Re: [Rd] Depending/Importing data only packages

2013-12-07 Thread Paul Gilbert
Would "Suggests" not work in this situation? I don't understand why you 
would need Depends. In what sense do you rely on the data only package?


Paul

On 13-12-06 04:20 PM, Hadley Wickham wrote:

Hi all,

What should you do when you rely on a data only package. If you just
"Depend" on it, you get the following from R CMD check:

Package in Depends field not imported from: 'hflights'
   These packages needs to imported from for the case when
   this namespace is loaded but not attached.

But there's nothing in the namespace to import, so adding it to
imports doesn't seem like the right answer.  Is that just a spurious
note?

Hadley



__
R-devel@r-project.org mailing list
https://stat.ethz.ch/mailman/listinfo/r-devel


Re: [Rd] Depending/Importing data only packages

2013-12-07 Thread Gábor Csárdi
I don't know about this particular case, but in general it makes sense
to rely on a data package. E.g. I am creating a package that does
Bayesian inference for a particular problem, potentially relying on
prior knowledge. I think it makes sense to put the data that is used
to calculate the prior into another package, because it will be larger
than the code, and it does not change that often.

Gabor

On Sat, Dec 7, 2013 at 11:51 AM, Paul Gilbert  wrote:
> Would "Suggests" not work in this situation? I don't understand why you
> would need Depends. In what sense do you rely on the data only package?
>
> Paul
>
> On 13-12-06 04:20 PM, Hadley Wickham wrote:
>>
>> Hi all,
>>
>> What should you do when you rely on a data only package. If you just
>> "Depend" on it, you get the following from R CMD check:
>>
>> Package in Depends field not imported from: 'hflights'
>>These packages needs to imported from for the case when
>>this namespace is loaded but not attached.
>>
>> But there's nothing in the namespace to import, so adding it to
>> imports doesn't seem like the right answer.  Is that just a spurious
>> note?
>>
>> Hadley
>>
>
> __
> R-devel@r-project.org mailing list
> https://stat.ethz.ch/mailman/listinfo/r-devel

__
R-devel@r-project.org mailing list
https://stat.ethz.ch/mailman/listinfo/r-devel


Re: [Rd] Depending/Importing data only packages

2013-12-07 Thread Hadley Wickham
> Would "Suggests" not work in this situation? I don't understand why you
> would need Depends. In what sense do you rely on the data only package?

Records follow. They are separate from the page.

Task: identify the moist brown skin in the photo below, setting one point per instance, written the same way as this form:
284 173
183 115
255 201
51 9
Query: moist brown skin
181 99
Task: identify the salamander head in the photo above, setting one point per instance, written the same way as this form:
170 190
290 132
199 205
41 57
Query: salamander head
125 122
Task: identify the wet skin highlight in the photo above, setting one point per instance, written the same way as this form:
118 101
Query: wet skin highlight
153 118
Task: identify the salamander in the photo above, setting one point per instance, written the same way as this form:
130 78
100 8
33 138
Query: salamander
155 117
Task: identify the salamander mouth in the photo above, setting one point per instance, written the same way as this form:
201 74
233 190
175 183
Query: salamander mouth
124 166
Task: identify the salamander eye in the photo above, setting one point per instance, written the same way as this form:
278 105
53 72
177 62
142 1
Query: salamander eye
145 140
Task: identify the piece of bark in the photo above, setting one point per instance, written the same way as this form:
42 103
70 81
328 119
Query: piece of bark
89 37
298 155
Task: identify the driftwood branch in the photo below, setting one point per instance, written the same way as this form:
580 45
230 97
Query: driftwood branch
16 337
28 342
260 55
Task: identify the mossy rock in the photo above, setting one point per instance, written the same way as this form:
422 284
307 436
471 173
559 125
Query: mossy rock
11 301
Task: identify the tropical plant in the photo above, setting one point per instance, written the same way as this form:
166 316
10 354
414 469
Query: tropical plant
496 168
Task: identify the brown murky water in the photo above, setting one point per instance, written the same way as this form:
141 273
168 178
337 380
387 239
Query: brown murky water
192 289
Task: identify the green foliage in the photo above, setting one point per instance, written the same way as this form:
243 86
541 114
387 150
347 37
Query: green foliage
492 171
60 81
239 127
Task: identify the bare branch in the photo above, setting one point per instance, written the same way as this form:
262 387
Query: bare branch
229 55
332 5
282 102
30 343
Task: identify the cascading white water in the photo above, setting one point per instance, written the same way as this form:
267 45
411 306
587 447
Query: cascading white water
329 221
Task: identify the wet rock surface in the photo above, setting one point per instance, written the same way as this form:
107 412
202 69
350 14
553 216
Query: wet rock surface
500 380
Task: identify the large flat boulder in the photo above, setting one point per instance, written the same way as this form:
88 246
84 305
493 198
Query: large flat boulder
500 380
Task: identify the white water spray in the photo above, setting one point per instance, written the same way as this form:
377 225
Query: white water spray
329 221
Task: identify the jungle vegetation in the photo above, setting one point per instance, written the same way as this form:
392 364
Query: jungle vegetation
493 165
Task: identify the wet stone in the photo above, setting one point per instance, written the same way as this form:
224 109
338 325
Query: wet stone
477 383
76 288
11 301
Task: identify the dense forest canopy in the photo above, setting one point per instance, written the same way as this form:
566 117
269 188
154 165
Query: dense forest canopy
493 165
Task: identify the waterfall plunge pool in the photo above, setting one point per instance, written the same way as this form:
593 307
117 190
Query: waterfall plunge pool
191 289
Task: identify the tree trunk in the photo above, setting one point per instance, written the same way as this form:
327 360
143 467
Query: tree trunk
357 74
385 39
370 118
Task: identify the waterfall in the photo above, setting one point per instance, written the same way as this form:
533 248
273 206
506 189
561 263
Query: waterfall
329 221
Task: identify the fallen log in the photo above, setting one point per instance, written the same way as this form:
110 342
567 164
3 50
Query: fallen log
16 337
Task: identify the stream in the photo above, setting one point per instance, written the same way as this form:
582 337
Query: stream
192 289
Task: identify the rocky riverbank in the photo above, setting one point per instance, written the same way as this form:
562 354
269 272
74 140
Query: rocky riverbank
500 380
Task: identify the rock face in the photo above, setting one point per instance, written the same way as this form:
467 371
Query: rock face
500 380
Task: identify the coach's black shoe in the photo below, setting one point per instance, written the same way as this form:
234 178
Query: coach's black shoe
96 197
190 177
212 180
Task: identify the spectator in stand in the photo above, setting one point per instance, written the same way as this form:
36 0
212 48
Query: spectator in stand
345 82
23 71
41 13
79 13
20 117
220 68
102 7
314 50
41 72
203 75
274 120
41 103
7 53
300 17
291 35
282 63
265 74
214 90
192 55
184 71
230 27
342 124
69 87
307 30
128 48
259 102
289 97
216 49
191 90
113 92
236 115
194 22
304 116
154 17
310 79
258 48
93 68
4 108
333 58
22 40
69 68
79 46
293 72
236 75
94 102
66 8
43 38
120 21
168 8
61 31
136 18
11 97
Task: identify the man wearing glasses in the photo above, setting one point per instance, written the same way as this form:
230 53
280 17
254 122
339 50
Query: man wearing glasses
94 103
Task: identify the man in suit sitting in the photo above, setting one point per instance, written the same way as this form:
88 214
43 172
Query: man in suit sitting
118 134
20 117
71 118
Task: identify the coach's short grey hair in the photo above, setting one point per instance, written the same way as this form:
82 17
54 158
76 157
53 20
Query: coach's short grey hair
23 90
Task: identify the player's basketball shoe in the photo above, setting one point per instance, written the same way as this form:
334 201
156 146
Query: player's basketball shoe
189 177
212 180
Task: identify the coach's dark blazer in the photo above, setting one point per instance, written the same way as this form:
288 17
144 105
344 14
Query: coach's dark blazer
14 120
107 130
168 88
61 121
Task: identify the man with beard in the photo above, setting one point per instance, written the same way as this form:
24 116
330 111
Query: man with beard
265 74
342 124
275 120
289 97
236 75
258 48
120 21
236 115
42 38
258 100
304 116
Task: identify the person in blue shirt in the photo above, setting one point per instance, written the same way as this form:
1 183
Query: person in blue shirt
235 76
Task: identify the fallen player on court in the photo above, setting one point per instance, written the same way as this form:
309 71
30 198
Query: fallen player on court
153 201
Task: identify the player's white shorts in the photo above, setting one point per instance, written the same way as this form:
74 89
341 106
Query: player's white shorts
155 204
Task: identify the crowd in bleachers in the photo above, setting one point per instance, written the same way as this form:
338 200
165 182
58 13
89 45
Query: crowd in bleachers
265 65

Because I want someone who downloads the package to be able to run the
examples without having to take additional action.

Hadley


-- 
http://had.co.nz/

__
R-devel@r-project.org mailing list
https://stat.ethz.ch/mailman/listinfo/r-devel


Re: [Rd] Depending/Importing data only packages

2013-12-07 Thread Paul Gilbert



On 13-12-07 12:19 PM, Gábor Csárdi wrote:

I don't know about this particular case, but in general it makes sense
to rely on a data package. E.g. I am creating a package that does
Bayesian inference for a particular problem, potentially relying on
prior knowledge. I think it makes sense to put the data that is used
to calculate the prior into another package, because it will be larger
than the code, and it does not change that often.

Gabor

On Sat, Dec 7, 2013 at 11:51 AM, Paul Gilbert  wrote:

Would "Suggests" not work in this situation? I don't understand why you
would need Depends. In what sense do you rely on the data only package?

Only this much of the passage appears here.